Slice the eggplant into 1/4 inch thick rounds. Salt it heavily with kosher salt and let it sit in a colander for at least 30 minutes.

Make the bechamel:
Melt the butter in a heavy, medium sized pot. Add the flour and stir constantly for 2 minutes. Slowly add the hot milk, a little at a time, whisking until smooth after each addition. Mix the eggs in a large bowl. Pour a little of the hot sauce into the eggs to temper them, then slowly and whisking, add the warmed eggs into the sauce. Remove fromt he heat and continue to whisk for several minutes to allow it to begin cooling and not let the eggs curdle!

Meat Sauce:
Pour some olive oil in a large heavy pan (I use a LeCreuset “buffet” pan). Over medium heat, brown the ground lamb- 6 minutes or so. Add the onions and garlic and cook for 2 minutes.
add the spices and cook for 2 more minutes. Add the wine, tomatoes and tomato paste, turn the heat down and let it simmer for about an hour.
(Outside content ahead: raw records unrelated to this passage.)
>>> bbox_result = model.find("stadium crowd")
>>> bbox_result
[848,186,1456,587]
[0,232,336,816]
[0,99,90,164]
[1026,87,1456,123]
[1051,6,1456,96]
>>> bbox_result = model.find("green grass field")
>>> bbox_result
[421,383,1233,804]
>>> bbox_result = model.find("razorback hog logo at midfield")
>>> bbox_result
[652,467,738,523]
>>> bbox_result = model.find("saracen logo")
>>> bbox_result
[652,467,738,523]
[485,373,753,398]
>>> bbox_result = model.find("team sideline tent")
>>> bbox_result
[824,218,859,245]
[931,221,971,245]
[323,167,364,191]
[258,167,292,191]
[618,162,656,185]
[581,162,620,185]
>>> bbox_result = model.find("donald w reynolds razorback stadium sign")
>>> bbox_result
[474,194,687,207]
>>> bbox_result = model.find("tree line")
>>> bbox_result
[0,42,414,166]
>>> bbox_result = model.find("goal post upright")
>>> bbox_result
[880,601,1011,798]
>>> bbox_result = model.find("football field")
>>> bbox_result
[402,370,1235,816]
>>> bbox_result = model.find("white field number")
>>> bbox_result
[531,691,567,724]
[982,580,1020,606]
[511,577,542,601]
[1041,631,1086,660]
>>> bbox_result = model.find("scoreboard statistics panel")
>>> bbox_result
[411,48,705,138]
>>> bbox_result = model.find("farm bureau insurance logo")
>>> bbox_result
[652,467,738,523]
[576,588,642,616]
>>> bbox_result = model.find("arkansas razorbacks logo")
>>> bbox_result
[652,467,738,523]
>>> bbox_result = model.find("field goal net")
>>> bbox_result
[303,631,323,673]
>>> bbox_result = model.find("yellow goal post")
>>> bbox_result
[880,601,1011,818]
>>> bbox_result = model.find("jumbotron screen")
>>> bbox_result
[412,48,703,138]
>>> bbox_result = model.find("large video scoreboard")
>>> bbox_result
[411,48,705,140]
Meanwhile: Rinse the eggplant slices off, and lay them on a foil lined baking sheet. Brush them with olive oil and broil them for about 5 minutes- until they start to brown.

Assemble:
Spray a large casserole or baking dish with cooking spray. Make a single layer with half of the eggplant, spoon the meat sauce on top of the eggplant and spread evenly. Top it with the rest of the eggplant.
Slowly pour the bechamel sauce over all, making sure that all of the eggplant has sauce on it.
Cook at 375 for about an hour. Allow to stand for half an hour. Makes about 8 servings.